How We Process 1,000 Tests/Day on a Single Server (Architecture Post)

The free tier of Inbox Check runs on a single dedicated server. Not a cluster, not an autoscaling group, not Kubernetes. One box. It handles roughly 1,000 inbox placement tests a day, returns results in under two minutes, and costs us less than a Netflix subscription in compute. This is the architecture that makes that possible.

The constraints

Every architecture decision is downstream of three hard constraints we set at the start:

Free tier must stay free. If we cannot serve a reasonable volume on a single server we cannot keep the free tier. That forces efficiency in every layer.
Sub-two-minute latency. A test starts when a user clicks Run. Results need to be useful before the user gets bored. Two minutes is the upper bound; one minute is the target.
Twenty-plus provider coverage. Every test seeds every provider in the pool. We do not sample. A test either reports all providers or it reports none.

High-level shape


           user (browser)
                 |
                 | POST /api/test  (SMTP creds or one-click send address)
                 v
  +---------------------------------------------+
  |  Next.js API  (app router, node runtime)    |
  +---------------------------------------------+
                 |
                 | enqueue job
                 v
  +---------------------------------------------+
  |  BullMQ (Redis)                             |
  |   test-queue   --> worker(s)                |
  |   seed-poll    --> worker(s)                |
  |   screenshot   --> worker(s)                |
  +---------------------------------------------+
         |                |              |
         |                |              |
         v                v              v
  +--------------+ +--------------+ +--------------+
  | seed pollers | |  browser      | |   SMTP tx   |
  | (IMAP/API)   | |  queue        | |   (to seeds)|
  |              | | (Puppeteer)   | |             |
  +--------------+ +--------------+ +--------------+
         |                |              |
         +--------+-------+--------------+
                  |
                  v
          +------------------+
          |   Postgres       |
          |   (state, logs,  |
          |    results)      |
          +------------------+
                  |
                  | server-sent events
                  v
           user (browser)
           live result stream

The browser queue: Puppeteer with a bounded pool

The heaviest part of a placement test is reading seed mailboxes on providers that do not expose a usable API (Mail.ru, Yandex, some French providers, ProtonMail). For those we keep a logged-in Puppeteer session and navigate the web UI.

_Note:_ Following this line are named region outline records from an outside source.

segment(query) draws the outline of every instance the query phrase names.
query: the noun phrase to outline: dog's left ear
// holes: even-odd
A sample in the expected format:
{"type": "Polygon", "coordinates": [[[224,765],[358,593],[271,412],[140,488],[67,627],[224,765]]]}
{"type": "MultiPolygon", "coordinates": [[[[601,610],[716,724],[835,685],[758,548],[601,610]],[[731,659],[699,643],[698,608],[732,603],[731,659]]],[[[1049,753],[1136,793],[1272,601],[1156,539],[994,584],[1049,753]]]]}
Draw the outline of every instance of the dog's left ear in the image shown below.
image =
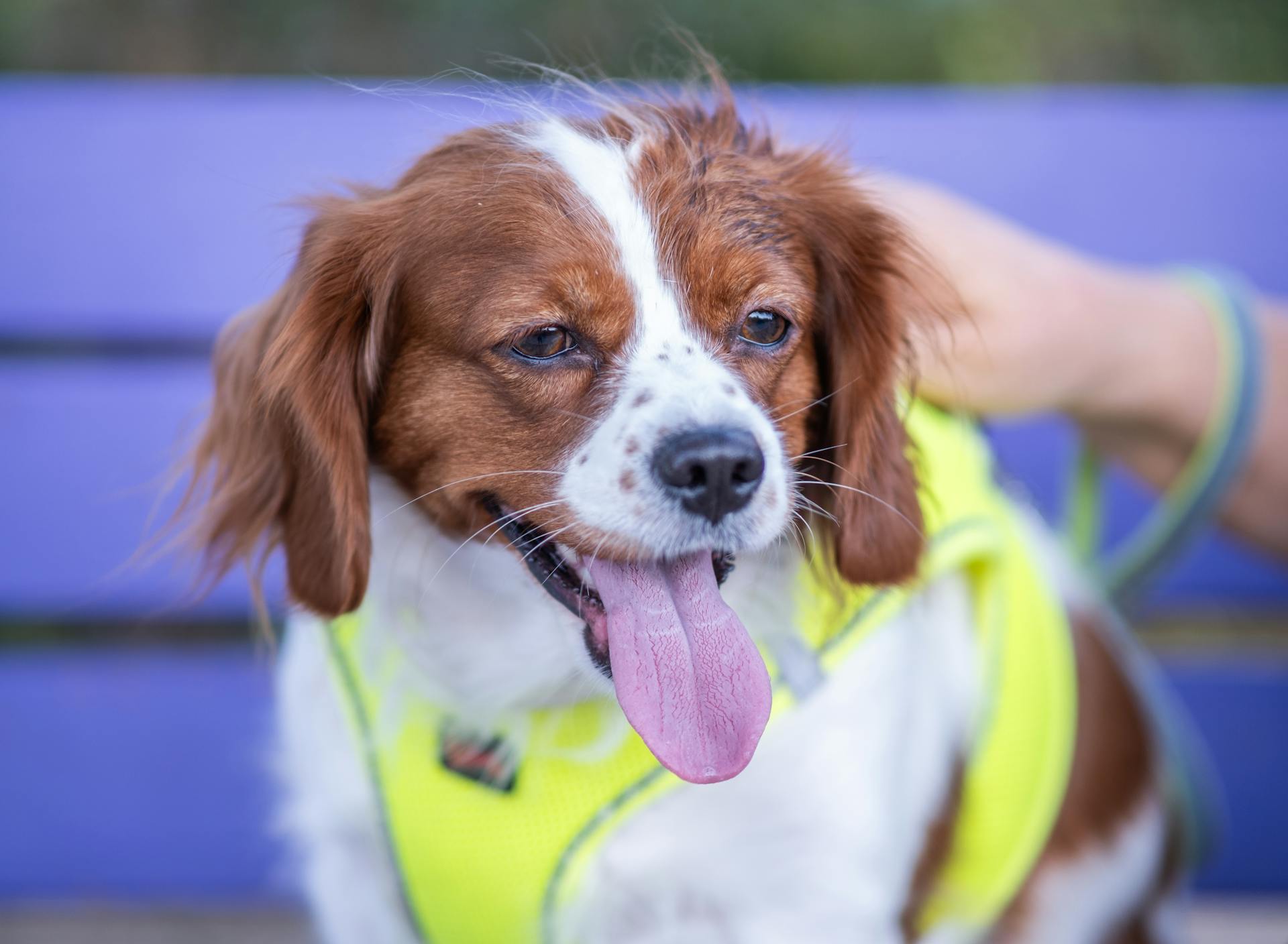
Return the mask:
{"type": "Polygon", "coordinates": [[[853,583],[914,576],[923,546],[917,479],[895,390],[907,364],[899,300],[916,254],[899,224],[848,173],[822,158],[801,167],[800,225],[818,278],[819,382],[811,417],[824,507],[836,518],[835,556],[853,583]],[[835,465],[833,465],[835,464],[835,465]]]}

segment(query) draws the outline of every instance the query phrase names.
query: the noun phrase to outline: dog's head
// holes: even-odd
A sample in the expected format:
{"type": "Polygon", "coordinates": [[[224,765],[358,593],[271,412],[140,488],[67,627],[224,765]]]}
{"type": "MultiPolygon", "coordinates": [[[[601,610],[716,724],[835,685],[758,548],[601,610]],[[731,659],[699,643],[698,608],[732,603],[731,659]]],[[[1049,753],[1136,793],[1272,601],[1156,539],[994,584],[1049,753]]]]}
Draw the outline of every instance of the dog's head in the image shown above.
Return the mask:
{"type": "Polygon", "coordinates": [[[200,541],[216,569],[279,543],[296,600],[350,610],[376,466],[443,532],[509,538],[663,764],[730,777],[769,683],[729,555],[808,516],[849,581],[916,567],[905,256],[844,162],[719,89],[459,134],[325,203],[220,339],[200,541]]]}

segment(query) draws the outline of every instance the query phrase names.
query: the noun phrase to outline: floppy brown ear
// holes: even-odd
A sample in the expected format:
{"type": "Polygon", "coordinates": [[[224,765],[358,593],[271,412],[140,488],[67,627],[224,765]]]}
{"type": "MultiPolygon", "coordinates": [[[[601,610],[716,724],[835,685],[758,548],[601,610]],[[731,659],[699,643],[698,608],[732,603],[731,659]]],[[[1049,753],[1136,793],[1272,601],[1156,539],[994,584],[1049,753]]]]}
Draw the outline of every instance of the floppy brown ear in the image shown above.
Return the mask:
{"type": "Polygon", "coordinates": [[[354,609],[371,555],[367,429],[393,296],[379,202],[336,200],[290,278],[215,348],[215,397],[193,455],[189,531],[213,577],[286,550],[292,598],[354,609]]]}
{"type": "Polygon", "coordinates": [[[896,304],[914,254],[898,224],[854,179],[822,160],[806,167],[802,223],[818,276],[814,339],[826,399],[813,417],[815,465],[832,483],[820,504],[836,518],[835,555],[854,583],[894,583],[916,574],[923,546],[917,479],[898,415],[905,363],[904,314],[896,304]]]}

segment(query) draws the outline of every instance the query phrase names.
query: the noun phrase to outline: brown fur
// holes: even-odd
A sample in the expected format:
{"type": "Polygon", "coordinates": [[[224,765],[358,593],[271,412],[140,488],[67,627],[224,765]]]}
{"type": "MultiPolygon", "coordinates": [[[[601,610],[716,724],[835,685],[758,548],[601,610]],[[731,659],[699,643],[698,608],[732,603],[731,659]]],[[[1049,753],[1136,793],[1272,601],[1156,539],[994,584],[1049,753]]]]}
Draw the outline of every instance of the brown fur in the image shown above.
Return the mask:
{"type": "MultiPolygon", "coordinates": [[[[1020,934],[1029,918],[1033,889],[1042,876],[1078,855],[1112,841],[1155,787],[1158,757],[1144,708],[1122,666],[1105,643],[1100,613],[1070,613],[1078,672],[1078,733],[1069,786],[1051,837],[1028,881],[1001,922],[1001,940],[1020,934]]],[[[1160,894],[1171,883],[1159,871],[1160,894]]],[[[1144,913],[1155,896],[1141,902],[1144,913]]],[[[1137,929],[1146,926],[1133,916],[1137,929]]],[[[1124,931],[1123,941],[1132,938],[1124,931]]]]}
{"type": "MultiPolygon", "coordinates": [[[[714,108],[636,103],[631,121],[608,115],[583,130],[647,135],[640,189],[696,327],[779,417],[793,455],[824,449],[802,460],[814,470],[802,488],[818,487],[837,522],[840,573],[902,580],[921,549],[893,402],[902,236],[844,164],[778,149],[715,82],[714,108]],[[735,344],[766,300],[797,326],[791,343],[735,344]]],[[[457,134],[392,188],[326,201],[286,286],[218,345],[193,462],[193,533],[210,569],[281,545],[298,601],[353,609],[367,580],[371,464],[448,533],[486,528],[484,495],[515,509],[550,501],[549,470],[607,406],[634,318],[603,222],[506,129],[457,134]],[[555,321],[580,336],[573,354],[537,370],[505,354],[555,321]]],[[[554,528],[562,514],[532,519],[554,528]]],[[[562,540],[632,550],[581,524],[562,540]]]]}
{"type": "MultiPolygon", "coordinates": [[[[905,580],[922,522],[895,411],[896,299],[918,278],[914,254],[842,161],[779,147],[742,124],[719,76],[714,86],[712,107],[636,103],[623,106],[630,120],[611,113],[582,129],[647,135],[638,183],[665,274],[775,417],[801,488],[818,489],[838,573],[905,580]],[[742,319],[765,305],[792,322],[788,340],[738,344],[742,319]]],[[[551,501],[551,473],[609,403],[635,317],[603,222],[506,129],[457,134],[393,187],[323,202],[283,288],[219,340],[191,496],[210,571],[282,546],[298,601],[322,614],[355,608],[372,464],[459,536],[484,537],[484,496],[514,509],[551,501]],[[537,368],[506,355],[549,323],[574,331],[580,348],[537,368]]],[[[553,529],[569,524],[563,515],[556,505],[531,519],[553,529]]],[[[582,524],[560,540],[631,550],[582,524]]],[[[1112,836],[1150,784],[1140,707],[1090,622],[1077,630],[1073,777],[1038,873],[1112,836]]],[[[947,855],[957,798],[954,788],[927,836],[905,926],[947,855]]],[[[1024,914],[1021,894],[1006,927],[1024,914]]]]}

Puppeteer is memory-heavy. A naive implementation leaks Chrome processes and OOMs the server within hours. We solved this with a bounded browser queue:

At most N (currently 6) concurrent Chrome instances across the server. A seventh request waits in a FIFO queue.
Each Chrome instance is recycled every 50 jobs or 30 minutes, whichever comes first. No long-lived sessions.
Session cookies for each seed are persisted to disk and restored on Chrome start, so we do not log in every recycle.
A watchdog kills any Chrome that exceeds 800MB RSS or 60s on a single navigation. The job is retried on a fresh browser.

Bounded pool plus aggressive recycling is the whole trick. The server stays stable for weeks between planned restarts.

Seed-mailbox pollers

Providers that offer a usable API (Gmail, Google Workspace, Microsoft 365, Outlook, Zoho, FastMail) get a much lighter path. Each of those seeds has a poller that watches for new mail and reports folder placement to the main job.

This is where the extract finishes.